Vincent Mosco s'attaque quant à lui, dans une première note de recherche, aux répercussions que pourrait entraîner, dans le cadre canadien, une libéralisation des tarifs « à l'américaine » sur les communications téléphoniques interurbaines. Son propos est de débusquer les contradictions du modèle américain - notamment la nécessité de mettre en place des programmes sociaux coûteux et compliqués pour lutter contre les effets négatifs de la politique tarifaire - et d'insister sur les risques que représenterait sa généralisation dans le contexte canadien. Son texte semble prendre le contrepied de celui de Kramer. Pour ce dernier, le modèle français souffre d'un excès de centralisme et les Etats-Unis auraient tort de s'en inspirer. Pour Mosco, au contraire, les politiques tarifaires mises en œuvre aux Etats-Unis n'ont pas abouti à doter ce pays d'un avantage décisif en matière de télécommunications face aux nations où la tradition d'interventionnisme public est davantage prononcée. Le jugement des deux auteurs est sans doute contrasté mais chacun n'en souligne pas moins les particularités de deux modèles nationaux, dont ils apprécient les forces et faiblesses respectives.

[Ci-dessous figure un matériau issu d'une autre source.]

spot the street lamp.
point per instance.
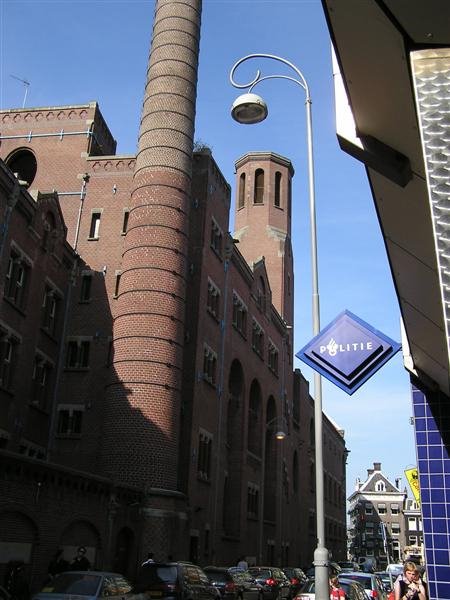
(250, 108)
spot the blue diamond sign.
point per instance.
(348, 351)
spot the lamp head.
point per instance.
(248, 109)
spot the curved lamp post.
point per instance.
(250, 108)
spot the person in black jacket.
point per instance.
(80, 562)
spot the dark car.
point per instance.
(234, 583)
(274, 583)
(353, 590)
(174, 581)
(373, 586)
(296, 577)
(89, 585)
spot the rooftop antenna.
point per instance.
(26, 84)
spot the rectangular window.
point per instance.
(239, 315)
(77, 354)
(258, 338)
(213, 299)
(8, 358)
(69, 421)
(204, 456)
(86, 287)
(216, 238)
(50, 309)
(41, 382)
(209, 365)
(16, 279)
(94, 229)
(126, 215)
(252, 501)
(273, 357)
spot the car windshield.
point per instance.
(154, 575)
(366, 582)
(74, 583)
(217, 575)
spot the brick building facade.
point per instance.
(146, 354)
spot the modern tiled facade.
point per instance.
(168, 352)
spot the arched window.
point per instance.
(241, 197)
(22, 163)
(277, 196)
(258, 195)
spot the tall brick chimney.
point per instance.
(140, 438)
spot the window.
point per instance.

Enfin, François Lapointe nous ramène, dans une seconde note de recherche, au contexte organisationnel proprement dit pour tenter d'évaluer le degré de convivialité d'une application informatique (le poste de travail pour la traduction). Pour lui, ce n'est ni l'étude générale des « facteurs humains » liés à un outil particulier, ni l'approche sociotechnique - où les technologies sont à la fois envisagées comme constitutrices et constituées de rapports sociaux - mais bien l'analyse détaillée des attentes et des représentations des différents acteurs en présence qui importe dans une telle démarche. Cette fois, on ne se réfère plus à des modèles nationaux ou à d'autres caractéristiques macro-sociales : c'est l'organisation elle-même et ses acteurs qui rendent l'appréciation de la convivialité éminemment contingente. Celle-ci ne peut pas être définie une fois pour toutes, dans le cadre d'une relation utilisateur-machine qui serait, en quelque sorte « décontextualisée » mais e11e doit au contraire être rapportée à un contexte social spécifique qui lui donnera, dans chaque cas, toute sa signification.

Le rôle du contexte - qu'il soit national ou organisationnel - apparaît donc, chez les auteurs de ce numéro, de toute première importance, aussi bien dans l'analyse du développement de larges projets technologiques que dans la réflexion susceptible d'être menée sur ceux-ci ou dans l'évaluation d'aspects très particuliers d'applications informatiques. A la lecture des contributions ici rassemblées, une conclusion semble s'imposer : la référence au contexte devrait en quelque sorte devenir le « réflexe » de toute analyse qui refuse, d'une part, de donner dans les errements maintes fois dénoncés du déterminisme technologique et, d'autre part, de réduire l'appréhension des facteurs humains au seul face à face entre un opérateur et « sa » machine.